Eager or excessive desire, especially for wealth; greed; avarice.

Curiosity was a form of lust, a wandering cupidity of the eye and the mind.
-- John Crowley, "Of Marvels And Monsters", Washington Post, October 18, 1998
At the end, all but rubbing his hands with cupidity, Rockefeller declares he will now promote abstract art--it's better for business.
-- Stuart Klawans, "Rock in a Hard Place", The Nation, December 27, 1999
This strain of cupidity sprang from the mean circumstances of his youth in the Finger Lakes district of upstate New York.

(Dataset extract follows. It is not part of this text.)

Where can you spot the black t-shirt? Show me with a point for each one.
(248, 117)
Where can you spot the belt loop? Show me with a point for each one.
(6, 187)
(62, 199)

-- Jack Beatty, "A Capital Life", New York Times, May 17, 1998
For such is human cupidity that we Thoroughbreds have but one chance to survive it -- to run so fast and to win so much money that we are retired in comfort in our declining days.
-- William Murray, "From the Horse's Mouth", New York Times, August 8, 1993
Myself, I have always believed that BMWs achieve their presence (and their grip on the collective imagination and cupidity of the middle classes) because they combine an athletic, masculine bulk and stance with feminine details and lines.
-- Stephen Bayley, "The evolution of the curve", Independent, October 22, 1998

Cupidity ultimately comes from Latin cupiditas, from cupidus, "desirous," from cupere, "to desire." It is related to Cupid, the Roman god of love.